The Conservative Mormon View on Female Ordination

I had big plans to not write a post for Times And Seasons this Monday ’cause trying to write a really good post every week is actually getting tricky with all the other things I’ve got going on. But apparently the 6 months or so of weekly posting have ingrained the habit so deeply I can’t stop even when I want to. Or, in other words, I got all fired up by a discussion on the T&S backlist (an email list for the permanent bloggers) and just had to write a post. So, I did.

The interesting thing is that after finishing this long, drawn-out analysis of female ordination someone posted this article that made me wonder what all the fuss is about. It’s an article from the Pew Research Center from back in October 2013 that’s actually delving into data from a 2011 survey of over 1,000 Mormons that found (among many other things) that support for female ordination is really low.
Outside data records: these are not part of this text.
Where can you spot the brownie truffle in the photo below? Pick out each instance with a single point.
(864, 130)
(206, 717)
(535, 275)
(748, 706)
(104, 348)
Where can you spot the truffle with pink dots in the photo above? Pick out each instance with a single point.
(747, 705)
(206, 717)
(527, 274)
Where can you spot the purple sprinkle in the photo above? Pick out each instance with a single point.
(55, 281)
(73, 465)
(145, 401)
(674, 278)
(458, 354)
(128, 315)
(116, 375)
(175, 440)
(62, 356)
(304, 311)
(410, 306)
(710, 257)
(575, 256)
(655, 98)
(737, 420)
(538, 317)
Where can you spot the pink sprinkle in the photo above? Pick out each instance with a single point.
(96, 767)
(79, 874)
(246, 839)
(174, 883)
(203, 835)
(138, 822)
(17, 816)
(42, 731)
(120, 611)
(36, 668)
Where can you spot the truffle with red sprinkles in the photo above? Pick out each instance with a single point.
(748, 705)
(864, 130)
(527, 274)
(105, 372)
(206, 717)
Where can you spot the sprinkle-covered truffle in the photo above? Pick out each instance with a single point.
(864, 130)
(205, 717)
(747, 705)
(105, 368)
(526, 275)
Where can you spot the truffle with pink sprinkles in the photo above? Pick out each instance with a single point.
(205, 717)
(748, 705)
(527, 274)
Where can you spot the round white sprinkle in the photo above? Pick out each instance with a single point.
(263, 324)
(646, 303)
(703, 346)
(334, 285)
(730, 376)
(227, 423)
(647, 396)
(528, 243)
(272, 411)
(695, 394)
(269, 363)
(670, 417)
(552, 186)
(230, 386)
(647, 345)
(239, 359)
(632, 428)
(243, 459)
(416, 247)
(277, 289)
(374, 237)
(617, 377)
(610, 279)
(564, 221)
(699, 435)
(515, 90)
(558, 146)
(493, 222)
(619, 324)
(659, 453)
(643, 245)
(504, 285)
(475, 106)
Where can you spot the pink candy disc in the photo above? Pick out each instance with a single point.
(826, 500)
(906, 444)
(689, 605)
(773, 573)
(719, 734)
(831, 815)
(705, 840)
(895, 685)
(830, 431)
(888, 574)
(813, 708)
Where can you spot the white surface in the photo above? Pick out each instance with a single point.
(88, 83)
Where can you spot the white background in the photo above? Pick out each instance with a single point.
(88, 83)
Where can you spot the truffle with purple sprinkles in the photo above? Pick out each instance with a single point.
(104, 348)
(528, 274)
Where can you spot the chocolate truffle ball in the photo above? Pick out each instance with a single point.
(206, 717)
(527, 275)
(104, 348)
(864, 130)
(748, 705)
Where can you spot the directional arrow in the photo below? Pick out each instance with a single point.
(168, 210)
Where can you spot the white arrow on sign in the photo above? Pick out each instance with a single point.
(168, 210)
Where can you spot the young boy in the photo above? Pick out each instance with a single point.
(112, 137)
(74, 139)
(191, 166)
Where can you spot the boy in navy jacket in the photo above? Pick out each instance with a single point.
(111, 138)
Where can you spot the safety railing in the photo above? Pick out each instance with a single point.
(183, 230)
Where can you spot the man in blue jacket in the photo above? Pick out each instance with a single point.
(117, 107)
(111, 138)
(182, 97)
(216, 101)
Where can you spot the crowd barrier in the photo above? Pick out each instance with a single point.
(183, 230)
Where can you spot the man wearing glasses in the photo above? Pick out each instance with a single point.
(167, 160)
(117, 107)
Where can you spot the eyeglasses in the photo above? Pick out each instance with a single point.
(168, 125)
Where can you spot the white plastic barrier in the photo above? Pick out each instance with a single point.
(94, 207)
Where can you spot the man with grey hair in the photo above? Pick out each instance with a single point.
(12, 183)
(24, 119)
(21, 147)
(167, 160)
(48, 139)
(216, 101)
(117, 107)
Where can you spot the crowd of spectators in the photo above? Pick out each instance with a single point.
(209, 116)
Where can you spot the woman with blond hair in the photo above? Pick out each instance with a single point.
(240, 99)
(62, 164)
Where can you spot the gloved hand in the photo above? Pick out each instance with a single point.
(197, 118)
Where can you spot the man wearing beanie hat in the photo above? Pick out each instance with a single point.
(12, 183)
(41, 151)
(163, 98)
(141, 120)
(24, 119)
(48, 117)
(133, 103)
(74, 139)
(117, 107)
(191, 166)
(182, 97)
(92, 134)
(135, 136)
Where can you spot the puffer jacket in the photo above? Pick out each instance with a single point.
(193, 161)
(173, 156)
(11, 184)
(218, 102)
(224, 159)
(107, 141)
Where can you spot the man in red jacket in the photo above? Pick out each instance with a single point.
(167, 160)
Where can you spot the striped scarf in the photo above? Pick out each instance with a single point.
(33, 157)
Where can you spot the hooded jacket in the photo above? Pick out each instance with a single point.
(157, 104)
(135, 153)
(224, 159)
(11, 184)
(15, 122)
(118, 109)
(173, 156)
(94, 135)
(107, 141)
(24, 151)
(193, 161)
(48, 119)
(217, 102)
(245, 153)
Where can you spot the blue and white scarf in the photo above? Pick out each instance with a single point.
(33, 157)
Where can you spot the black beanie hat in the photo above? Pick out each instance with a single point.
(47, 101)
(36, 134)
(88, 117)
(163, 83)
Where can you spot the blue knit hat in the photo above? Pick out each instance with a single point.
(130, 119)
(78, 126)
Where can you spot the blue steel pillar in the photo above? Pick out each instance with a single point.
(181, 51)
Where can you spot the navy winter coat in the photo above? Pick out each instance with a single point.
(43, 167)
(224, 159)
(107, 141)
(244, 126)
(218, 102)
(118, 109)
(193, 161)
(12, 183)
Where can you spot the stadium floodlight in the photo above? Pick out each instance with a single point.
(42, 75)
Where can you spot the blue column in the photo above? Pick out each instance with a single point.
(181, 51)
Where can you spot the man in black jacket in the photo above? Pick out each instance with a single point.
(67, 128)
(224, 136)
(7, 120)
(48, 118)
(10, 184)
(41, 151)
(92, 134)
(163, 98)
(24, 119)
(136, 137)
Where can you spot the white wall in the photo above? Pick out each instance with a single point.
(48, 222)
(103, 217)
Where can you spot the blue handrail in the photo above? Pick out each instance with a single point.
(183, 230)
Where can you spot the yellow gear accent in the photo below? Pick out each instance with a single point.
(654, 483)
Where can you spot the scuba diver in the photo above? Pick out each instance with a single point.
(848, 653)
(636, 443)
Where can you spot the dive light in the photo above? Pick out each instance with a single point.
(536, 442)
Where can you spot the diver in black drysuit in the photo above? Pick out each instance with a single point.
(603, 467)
2014-01-13 Female Ordination Poll

I have to admit that after seeing that I thought (1) why did I just waste so much time and effort over what is apparently a non-issue outside the bloggernaccle and (2) wow, blogging can really skew your perspective.

There are some proponents of female ordination who think that these numbers are disproportionately low because faithful Mormons won’t support something that the leaders haven’t approved. As Alison Moore Smith wrote on the comments to my post at Times And Seasons:

If/when the priesthood ban on women is lifted, I expect to find a few curmudgeons who just can’t believe the heresy of it all while everyone else is rejoicing in the street and “suddenly” embracing the the new policy.

I understand where she’s coming from, but I don’t really agree. I think it would be perfectly reasonable for a faithful Mormon to answer “yes” to the question despite supporting their leaders who are saying “no” thus far. The whole premise of the Ordain Women movement, after all, is that members can faithfully agitate for change. And that’s what 4% of the high religious commitment folks are doing. I really don’t think there’s a significant proportion f the 95% of high religious commitment folks who are just waiting for leaders to lift the “ban” (I don’t agree with that term) to run out and celebrate in the streets.

That doesn’t make me feel any sense of smugness, by the way. It makes me feel really sad for the folks out there who are really hurting over this issue. I think female ordination is a bad idea, but I really empathize with some of those who look to it as a solution to genuine problems and genuine heartache.